Lucks Die Welt’e verdiği demeçte hükümetin Türkiye’ye savunma teçhizatı teslimatını derhal durdurması gerektiğini söyledi.

AB’nin Türkiye’ye bağımlı olduğu yönündeki değerlendirmelere katılmayan Lucks, Erdoğan hükümetinin bu ‘anlatıyı’ başarılı bir şekilde yaydığını öne sürdü ve “Oysa durum tam tersi: Cumhurbaşkanı Erdoğan’ın ülkeyi sürüklediği ağır iktisadi kriz göz önüne alındığında, Türkiye bize bağımlı. Kremlin’in muhalefete yönelik vicdansız eylemleri övmesi de endişe verici olmalıdır. Mümkün olan her yerde, güvenlik politikası açısından kendimizi mevcut Türk hükümetinden bağımsız hale getirmeliyiz,” dedi.

Lucks ayrıca, “Türkiye’nin Cumhurbaşkanı Erdoğan’dan çok daha fazlası” olduğunu ve ülkenin aynı zamanda bugünlerde sokaklara dökülen ve “kendilerinin desteğine güvenen insanlardan oluştuğunu” ileri sürdü.

AfD parlamento grubu başkan yardımcısı ve Dış İlişkiler Komisyonu sözcüsü Stefan Keuter ise prensip olarak başka devletlerin iç işlerine karışmadıklarını, bununla birlikte, İmamoğlu’nun gözaltına alınmasını “endişeyle karşıladığını” söyledi.

“Türk hükümetinin bu eylemi, Türkiye’de hukukun üstünlüğü ve siyasi kültür hakkında bir kez daha soru işaretleri yaratmaktadır,” diyen Keuter, Mayıs 2023’te AGİT için uluslararası seçim gözlemcisi olarak Türkiye’de bulunmuştu.

Keuter ayrıca, “Erdoğan’ın uluslararası alanda göründüğü kadar güvende olmadığına” işaret etti.

AfD’li siyasetçi, “Türkiye’de devam eden iç siyasi gerilimler, ülkenin ne siyasi ne de kültürel olarak Avrupa Birliği ile uyumlu olmadığını açıkça ortaya koyuyor. Bu nedenle bir kez daha Türkiye ile AB üyelik müzakerelerinin kesin olarak sonlandırılması ve tüm üyelik perspektiflerinin iptal edilmesi çağrısında bulunuyoruz. Aynı zamanda Alman hükümeti, siyasi zulmün demokratik bir tartışma aracı olmaması gerektiğini açıkça ortaya koymalıdır,” dedi.

Keuter, Alman hükümetinin “geçmişte olduğu gibi Erdoğan tarafından şantaja maruz kalmasına izin vermemesini ve bunun yerine tutarlı bir duruş sergilemesini” bekliyor.

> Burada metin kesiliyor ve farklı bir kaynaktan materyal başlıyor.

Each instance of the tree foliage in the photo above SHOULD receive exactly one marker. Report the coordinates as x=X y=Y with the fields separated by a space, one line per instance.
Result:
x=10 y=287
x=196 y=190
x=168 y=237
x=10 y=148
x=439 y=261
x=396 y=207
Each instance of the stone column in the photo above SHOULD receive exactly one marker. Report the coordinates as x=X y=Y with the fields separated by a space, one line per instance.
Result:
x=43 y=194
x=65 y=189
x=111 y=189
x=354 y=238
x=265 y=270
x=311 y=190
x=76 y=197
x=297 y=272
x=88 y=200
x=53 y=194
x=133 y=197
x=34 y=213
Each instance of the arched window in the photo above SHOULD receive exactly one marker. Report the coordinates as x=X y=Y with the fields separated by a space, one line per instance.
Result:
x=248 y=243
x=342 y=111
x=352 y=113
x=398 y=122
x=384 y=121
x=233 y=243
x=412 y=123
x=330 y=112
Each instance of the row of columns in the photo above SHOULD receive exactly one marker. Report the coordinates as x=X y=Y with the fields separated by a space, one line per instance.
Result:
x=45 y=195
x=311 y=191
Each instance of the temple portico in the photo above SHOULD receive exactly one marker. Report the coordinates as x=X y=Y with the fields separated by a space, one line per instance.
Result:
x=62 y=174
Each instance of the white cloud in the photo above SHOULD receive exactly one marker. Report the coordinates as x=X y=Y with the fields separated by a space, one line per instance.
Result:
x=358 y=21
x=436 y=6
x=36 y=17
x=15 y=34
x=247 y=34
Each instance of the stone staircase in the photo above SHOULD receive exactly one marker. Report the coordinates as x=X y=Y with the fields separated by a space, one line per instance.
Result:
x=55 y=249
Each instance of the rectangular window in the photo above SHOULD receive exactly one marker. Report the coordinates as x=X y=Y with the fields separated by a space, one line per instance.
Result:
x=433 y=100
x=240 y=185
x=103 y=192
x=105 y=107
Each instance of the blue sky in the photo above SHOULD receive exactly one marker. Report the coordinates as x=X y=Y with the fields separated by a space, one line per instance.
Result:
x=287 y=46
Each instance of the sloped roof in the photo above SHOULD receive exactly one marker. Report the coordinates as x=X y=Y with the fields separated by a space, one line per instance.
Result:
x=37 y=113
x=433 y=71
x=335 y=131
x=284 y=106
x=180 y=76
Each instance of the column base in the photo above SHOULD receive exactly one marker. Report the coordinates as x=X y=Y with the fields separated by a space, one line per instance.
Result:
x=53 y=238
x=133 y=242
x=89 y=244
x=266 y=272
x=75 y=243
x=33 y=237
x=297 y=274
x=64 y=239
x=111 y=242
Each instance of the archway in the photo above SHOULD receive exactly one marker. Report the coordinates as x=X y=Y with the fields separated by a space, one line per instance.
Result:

Partisi, Almanya ile Türkiye arasındaki ilişkilerin özellikle göç, güvenlik işbirliği ve iktisadi işbirliği alanlarında yeniden değerlendirilmesi çağrısında bulunurken, Keuter, “Son olaylar, Almanya’nın Türkiye’ye olan bağımlılığının –gerek iktisadi, gerekse göç konularında– büyük ölçüde azaltılması gerektiğini vurguluyor,” dedi.

Yakında yeni Federal Meclis’e girecek olan Sol Parti (Die Linke) Federal Başkanı Jan van Aken ise, “Alman hükümeti artık şantaja maruz kalmayı bırakmalı ve Türkiye’nin diktatörlüğe doğru ilerlemeye devam etmesi halinde bunun çok ciddi sonuçları olacağını Ankara’ya açıkça ifade etmelidir. Erdoğan gibi bir otokrat güvenilir bir müzakere ortağı değildir çünkü işine geldiğinde her türlü anlaşmayı iptal eder,” dedi.

Van Aken, Türkiye’ye silah sevkiyatının durdurulmasını ve Almanya ve Avrupa’da PKK’ye uygulanan yasağın kaldırılmasını talep etti.